The Gospel of the Comforter, Chapter 9.

Monday, February 2, 2015

The Spirit Testifies to Christ

"Howbeit when he, the Spirit of truth, is come, he shall guide you into all the truth: for he shall not speak from himself; but what things soever he shall hear, [these] shall he speak: and he shall declare unto you the things that are to come He shall glorify me: for he shall take of mine, and shall declare [it] unto you" — John 16:13, 14 (Revised Version).

If the Paraclete had come to testify of Himself and to do an independent work irrespective of Christ, His mission would not have conserved the memory of Christ, but would have eclipsed it. If He had come in the name of the Father to maintain the meager unity of God in the bare and simple sense taught by so called liberal Christianity, the outcome would have been the final oblivion of Jesus Christ following the denial of everything supernatural in His birth and ministry.

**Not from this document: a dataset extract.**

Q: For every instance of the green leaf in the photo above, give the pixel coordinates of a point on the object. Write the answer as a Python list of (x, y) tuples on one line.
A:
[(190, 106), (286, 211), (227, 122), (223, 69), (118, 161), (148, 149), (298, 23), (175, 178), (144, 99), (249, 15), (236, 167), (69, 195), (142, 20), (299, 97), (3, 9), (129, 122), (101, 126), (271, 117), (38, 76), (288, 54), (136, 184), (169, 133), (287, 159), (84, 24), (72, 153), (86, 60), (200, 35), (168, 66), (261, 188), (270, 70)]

But He proceeded from the Father and the Son specially charged with the office of testifying of the Son, yea, of glorifying Him, not only in the gospel record, which He should inspire, and in the doctrines to be unfolded in apostolic sermons and epistles, but by His indwelling presence in the consciousness of believers, revealing Christ in them in a manner wholly indescribable but blessedly real and certain. We do not wonder at the tenacity with which western Christianity has insisted on the "Filioque" (and from the Son) in the creed respecting the procession of the Holy Ghost. This enlargement of the creed not only conserves the dignity of the Son of God and harmonizes with His Trinitarian address in John xiv. -xvi. and with other texts in which the Paraclete is called the "Spirit of Christ" (Rom. viii. 9), the "Spirit of Jesus" (Acts xvi. 7, Revised Version) and "Christ" (Eph. iii. 17), but it is confirmed by the experience of all who testify that the Comforter "has taken up His lasting abode in their hearts." (Alford). These rejoice in a wonderful magnifying of Christ and in an inexpressible increase of love to Him. If troubled before by doubts of His divinity, their doubts are forever dispelled, and "in the Holy Spirit" they gladly and spontaneously say, "Jesus is Lord" (I Cor. xii. 3, Revised Version). They are as sure of his Godhead as was Thomas in the presence of his risen Master when he exclaimed, "My Lord and my God" (John xx. 28).

The Gospel of the Comforter, Chapter 9.